The above ingredients were mixed and then heated with stirring at 85° C. for about 1 hour. The resulting solution was filtered, filled into a sterilized container, and sterilized by sealing. After refrigeration, it may be used to manufacture the health beverage composition of the present invention. The composition ratio was mixed as a desirable example suitable for relatively preferred beverages, but it may be modified according to regional and ethnic preferences, demand groups, demand countries, and usage purposes.
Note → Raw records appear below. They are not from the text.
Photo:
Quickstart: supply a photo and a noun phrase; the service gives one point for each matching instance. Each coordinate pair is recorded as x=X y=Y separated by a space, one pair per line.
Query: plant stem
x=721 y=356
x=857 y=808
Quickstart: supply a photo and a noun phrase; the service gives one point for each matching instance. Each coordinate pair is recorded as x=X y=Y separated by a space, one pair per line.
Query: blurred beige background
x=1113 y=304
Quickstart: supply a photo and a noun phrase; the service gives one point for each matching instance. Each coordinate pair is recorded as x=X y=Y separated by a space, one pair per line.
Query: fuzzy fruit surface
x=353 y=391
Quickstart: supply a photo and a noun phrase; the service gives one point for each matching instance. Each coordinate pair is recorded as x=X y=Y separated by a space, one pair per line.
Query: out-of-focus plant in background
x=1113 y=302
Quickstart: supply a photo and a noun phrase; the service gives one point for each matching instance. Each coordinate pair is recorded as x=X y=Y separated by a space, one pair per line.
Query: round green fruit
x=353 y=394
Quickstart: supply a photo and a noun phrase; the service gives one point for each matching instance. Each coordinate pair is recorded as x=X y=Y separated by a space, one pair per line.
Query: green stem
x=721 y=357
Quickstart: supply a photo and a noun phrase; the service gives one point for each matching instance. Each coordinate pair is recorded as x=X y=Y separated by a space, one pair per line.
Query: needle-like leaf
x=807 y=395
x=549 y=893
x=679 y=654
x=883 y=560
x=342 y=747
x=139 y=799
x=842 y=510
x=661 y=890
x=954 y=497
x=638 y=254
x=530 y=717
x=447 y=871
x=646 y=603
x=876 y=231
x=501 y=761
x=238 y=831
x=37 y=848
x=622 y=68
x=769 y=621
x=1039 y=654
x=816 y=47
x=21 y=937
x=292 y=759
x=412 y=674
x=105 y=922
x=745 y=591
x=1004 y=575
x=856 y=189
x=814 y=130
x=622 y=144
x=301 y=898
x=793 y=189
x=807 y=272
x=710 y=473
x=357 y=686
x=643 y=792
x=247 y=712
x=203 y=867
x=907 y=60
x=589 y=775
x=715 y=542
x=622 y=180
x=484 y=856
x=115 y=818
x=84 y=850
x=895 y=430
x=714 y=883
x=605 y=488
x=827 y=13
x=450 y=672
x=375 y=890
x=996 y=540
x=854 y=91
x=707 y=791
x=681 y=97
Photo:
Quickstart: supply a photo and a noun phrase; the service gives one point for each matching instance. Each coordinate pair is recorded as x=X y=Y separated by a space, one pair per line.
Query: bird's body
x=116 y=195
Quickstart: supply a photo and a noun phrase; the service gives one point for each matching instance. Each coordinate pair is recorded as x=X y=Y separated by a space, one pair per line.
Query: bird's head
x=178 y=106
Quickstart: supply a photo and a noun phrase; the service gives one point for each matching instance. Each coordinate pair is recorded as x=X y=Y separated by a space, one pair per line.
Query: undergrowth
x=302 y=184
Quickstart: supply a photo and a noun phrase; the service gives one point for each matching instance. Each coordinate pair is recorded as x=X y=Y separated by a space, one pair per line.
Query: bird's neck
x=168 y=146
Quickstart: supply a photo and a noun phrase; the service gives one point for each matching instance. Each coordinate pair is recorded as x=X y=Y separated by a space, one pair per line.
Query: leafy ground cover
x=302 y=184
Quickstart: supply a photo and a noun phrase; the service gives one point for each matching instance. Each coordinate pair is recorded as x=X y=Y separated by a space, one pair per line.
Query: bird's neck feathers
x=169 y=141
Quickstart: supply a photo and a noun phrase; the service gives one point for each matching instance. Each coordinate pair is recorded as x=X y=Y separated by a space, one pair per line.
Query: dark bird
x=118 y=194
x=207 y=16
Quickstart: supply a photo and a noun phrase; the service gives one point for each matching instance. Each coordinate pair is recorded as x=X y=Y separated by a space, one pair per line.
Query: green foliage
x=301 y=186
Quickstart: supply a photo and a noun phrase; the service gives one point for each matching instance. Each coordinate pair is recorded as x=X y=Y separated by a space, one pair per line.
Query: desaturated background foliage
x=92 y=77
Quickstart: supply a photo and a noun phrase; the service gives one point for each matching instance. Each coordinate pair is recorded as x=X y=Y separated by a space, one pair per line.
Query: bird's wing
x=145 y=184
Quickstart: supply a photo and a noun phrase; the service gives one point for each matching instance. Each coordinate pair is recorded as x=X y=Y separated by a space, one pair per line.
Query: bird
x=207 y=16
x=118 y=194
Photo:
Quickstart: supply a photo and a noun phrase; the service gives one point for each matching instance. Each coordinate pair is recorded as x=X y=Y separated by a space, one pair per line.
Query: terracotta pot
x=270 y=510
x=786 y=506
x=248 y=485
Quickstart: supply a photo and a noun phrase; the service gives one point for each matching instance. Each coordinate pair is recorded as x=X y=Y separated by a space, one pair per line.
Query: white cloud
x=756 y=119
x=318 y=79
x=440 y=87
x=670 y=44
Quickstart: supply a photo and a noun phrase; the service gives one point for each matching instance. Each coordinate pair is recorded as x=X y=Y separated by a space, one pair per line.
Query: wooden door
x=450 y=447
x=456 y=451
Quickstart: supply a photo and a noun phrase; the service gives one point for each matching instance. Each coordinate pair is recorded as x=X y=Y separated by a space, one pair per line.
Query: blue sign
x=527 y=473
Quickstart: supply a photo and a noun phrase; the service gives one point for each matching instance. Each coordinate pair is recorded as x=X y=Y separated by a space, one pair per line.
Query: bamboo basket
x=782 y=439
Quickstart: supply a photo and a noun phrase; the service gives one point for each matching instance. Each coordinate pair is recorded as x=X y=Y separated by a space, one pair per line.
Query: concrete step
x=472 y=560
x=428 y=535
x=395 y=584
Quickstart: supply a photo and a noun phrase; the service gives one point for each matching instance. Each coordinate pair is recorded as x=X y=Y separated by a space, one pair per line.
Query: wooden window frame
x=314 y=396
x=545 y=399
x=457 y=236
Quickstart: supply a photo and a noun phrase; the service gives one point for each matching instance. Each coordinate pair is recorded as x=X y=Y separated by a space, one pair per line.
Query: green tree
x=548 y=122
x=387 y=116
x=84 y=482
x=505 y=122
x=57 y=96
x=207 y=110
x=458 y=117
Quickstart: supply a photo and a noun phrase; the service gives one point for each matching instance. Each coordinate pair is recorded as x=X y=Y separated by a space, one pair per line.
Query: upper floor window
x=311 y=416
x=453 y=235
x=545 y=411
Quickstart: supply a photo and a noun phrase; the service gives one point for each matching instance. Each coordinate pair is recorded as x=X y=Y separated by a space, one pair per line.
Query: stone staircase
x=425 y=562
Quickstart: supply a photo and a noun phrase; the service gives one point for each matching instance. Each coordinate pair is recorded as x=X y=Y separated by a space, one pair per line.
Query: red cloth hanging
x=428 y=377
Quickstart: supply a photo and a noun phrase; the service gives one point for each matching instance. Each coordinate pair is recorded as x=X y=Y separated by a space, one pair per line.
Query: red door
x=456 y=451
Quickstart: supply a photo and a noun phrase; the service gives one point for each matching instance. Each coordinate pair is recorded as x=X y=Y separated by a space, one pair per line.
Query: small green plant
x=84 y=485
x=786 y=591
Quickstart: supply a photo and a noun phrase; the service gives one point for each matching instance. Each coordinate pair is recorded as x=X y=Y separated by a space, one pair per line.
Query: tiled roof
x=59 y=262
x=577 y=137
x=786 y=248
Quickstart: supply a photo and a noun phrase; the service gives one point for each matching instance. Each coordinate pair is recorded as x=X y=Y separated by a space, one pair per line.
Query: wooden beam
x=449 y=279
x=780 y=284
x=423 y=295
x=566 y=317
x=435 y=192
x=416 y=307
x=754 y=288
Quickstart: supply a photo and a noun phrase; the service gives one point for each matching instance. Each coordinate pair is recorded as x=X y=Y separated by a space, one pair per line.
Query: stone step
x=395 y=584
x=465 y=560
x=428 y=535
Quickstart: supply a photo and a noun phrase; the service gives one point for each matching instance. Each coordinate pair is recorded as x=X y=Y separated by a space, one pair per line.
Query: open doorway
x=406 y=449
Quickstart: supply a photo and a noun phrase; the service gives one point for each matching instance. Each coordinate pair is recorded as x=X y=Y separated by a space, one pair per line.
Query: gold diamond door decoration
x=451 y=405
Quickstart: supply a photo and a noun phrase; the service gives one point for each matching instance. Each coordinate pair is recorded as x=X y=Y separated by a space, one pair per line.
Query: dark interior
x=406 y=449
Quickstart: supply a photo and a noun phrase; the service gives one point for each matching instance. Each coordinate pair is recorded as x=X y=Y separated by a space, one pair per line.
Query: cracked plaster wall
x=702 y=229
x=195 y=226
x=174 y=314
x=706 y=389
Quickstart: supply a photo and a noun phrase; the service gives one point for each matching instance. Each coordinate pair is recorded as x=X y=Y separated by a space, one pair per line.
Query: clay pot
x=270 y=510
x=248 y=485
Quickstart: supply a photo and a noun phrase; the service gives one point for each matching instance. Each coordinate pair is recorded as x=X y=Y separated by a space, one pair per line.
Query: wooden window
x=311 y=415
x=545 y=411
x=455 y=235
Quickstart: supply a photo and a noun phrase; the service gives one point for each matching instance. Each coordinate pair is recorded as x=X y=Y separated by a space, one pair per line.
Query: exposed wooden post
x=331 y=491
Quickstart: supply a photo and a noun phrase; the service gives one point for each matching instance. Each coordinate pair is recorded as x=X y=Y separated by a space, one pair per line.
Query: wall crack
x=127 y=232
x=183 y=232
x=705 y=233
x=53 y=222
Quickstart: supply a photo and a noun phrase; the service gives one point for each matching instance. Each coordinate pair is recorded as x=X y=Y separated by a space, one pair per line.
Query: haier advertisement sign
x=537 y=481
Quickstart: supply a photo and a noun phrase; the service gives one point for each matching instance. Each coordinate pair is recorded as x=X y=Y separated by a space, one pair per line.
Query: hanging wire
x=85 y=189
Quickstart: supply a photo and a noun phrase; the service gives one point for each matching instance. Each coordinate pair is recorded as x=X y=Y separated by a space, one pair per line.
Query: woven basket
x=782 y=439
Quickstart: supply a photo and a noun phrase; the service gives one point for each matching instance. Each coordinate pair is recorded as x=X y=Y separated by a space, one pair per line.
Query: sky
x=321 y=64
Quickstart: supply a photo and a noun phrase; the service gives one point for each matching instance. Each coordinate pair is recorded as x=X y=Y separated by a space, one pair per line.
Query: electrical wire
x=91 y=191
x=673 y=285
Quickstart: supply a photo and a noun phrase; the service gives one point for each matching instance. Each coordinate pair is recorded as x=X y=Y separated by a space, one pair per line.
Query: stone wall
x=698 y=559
The foregoing description of the present invention is provided by way of example, and those skilled in the art to which the present invention pertains will understand that various modifications can be easily made in other specific forms without departing from the technical spirit or essential characteristics of the present invention. Therefore, the embodiments described above should be understood as illustrative in all respects and not as limiting.

INDUSTRIAL APPLICABILITY

The present invention relates to a pharmaceutical composition for preventing or treating Parkinson's disease, and was completed by confirming that an isoquinoline derivative discovered through screening based on mitophagy activity exhibits excellent mitophagy-promoting effects, and thus can be utilized as a fundamental treatment for Parkinson's disease. Specifically, it was confirmed that the isoquinoline derivative according to the present invention can not only improve mitochondrial dysfunction closely related to Parkinson's disease in an animal model of Parkinson's disease, but also improve impaired motor function in an animal model of Parkinson's disease. Particularly, in the animal model of Parkinson's disease treated with the isoquinoline derivative according to the present invention, dopaminergic neuron death, which is the main cause of Parkinson's disease, appears to be effectively inhibited. Therefore, the isoquinoline derivative according to the present invention is expected to be useful in the fields of prevention, improvement, and/or treatment of Parkinson's disease as a fundamental therapeutic agent for the disease.